Exploring the use of procedural content generation demonstrated in a simple 2D video game

Abstract

The primary objective of this thesis was to explore the use of procedural content generation (PCG) for indie games demonstrated in a simple two-dimensional (2D) minimum viable product (MVP) video game called Adventure Game. This thesis focused on procedural level generation. The level generation uses binary space partitioning as a tool to create game levels called “dungeons”, which are comprised of randomly generated rooms and corridors.

The MVP game was written in C# and uses the Godot game engine as well as Godot libraries to build and run the game. The player controls a player character that is able to move through the levels in the game via keyboard commands. Game levels consist of a grid with a coordinate system and tiles, which have different properties. The tiles also have texture sprites, which give the levels their physical appearance. Different textures are placed in different parts of the dungeon to create the appearance of floors, walls and corridors. The dungeons have tiles in three different colour schemes for variety. The MVP game also includes a menu with buttons for starting a new game, continuing a game and quitting the game. The procedurally generated levels contain randomly placed items and entrances that load a new level when the player character walks over them.

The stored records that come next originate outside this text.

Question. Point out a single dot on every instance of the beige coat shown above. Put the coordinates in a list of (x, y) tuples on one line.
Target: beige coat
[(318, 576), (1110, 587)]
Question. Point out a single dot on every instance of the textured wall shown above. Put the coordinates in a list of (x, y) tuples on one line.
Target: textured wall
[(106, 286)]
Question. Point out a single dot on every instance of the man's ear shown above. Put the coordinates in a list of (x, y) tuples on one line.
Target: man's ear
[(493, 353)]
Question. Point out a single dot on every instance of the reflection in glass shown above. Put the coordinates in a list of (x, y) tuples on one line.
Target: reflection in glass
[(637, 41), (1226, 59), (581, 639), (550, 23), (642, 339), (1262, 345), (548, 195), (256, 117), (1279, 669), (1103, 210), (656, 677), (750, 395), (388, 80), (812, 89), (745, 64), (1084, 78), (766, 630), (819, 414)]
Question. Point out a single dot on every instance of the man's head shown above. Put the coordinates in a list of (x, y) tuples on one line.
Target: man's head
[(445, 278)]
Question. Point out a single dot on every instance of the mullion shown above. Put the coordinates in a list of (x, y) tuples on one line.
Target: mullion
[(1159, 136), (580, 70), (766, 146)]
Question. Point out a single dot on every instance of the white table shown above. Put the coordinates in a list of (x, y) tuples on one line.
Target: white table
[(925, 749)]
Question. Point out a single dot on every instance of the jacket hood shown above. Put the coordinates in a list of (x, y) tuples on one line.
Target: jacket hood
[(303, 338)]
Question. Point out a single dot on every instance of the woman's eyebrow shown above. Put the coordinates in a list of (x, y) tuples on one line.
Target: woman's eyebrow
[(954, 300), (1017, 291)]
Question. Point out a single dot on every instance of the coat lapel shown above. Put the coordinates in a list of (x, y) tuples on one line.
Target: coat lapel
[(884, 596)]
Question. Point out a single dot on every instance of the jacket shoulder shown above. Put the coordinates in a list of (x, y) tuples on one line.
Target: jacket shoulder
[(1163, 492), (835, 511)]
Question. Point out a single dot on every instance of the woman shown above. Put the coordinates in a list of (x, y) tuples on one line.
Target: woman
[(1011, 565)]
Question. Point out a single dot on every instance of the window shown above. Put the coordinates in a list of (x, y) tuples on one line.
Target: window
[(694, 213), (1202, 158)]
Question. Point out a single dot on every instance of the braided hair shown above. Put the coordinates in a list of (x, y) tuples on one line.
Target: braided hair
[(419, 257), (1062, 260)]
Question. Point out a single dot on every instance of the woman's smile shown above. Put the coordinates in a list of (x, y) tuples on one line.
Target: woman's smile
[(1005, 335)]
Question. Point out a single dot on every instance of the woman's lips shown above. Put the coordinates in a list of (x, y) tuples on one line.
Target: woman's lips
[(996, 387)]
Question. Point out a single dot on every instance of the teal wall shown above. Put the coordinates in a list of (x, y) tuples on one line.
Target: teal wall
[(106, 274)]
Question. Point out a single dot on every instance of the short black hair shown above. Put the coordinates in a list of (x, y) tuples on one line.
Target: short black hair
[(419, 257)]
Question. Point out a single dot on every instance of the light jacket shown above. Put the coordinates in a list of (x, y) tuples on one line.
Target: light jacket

The procedural content generation in the game was evaluated based on the properties of reliability, controllability, speed, expressivity and diversity, and creativity and believability. A checklist of functions and criteria that the procedural level generation system had to meet was also devised prior to development, and the MVP game was evaluated against this checklist. The MVP game fulfilled the criteria set out in the checklist and the procedural level generation system was deemed reliable at generating levels in accordance with the criteria set out for this project. However, whilst the level generation system produced playable levels that were generated with appropriate textures, rooms, and corridors, the resulting levels were not as visually appealing, interesting or creative as something produced by a human level designer. Therefore, the PCG system developed for this thesis was successful in producing randomly generated levels. However, these levels lacked the creativity and diversity of levels designed by humans.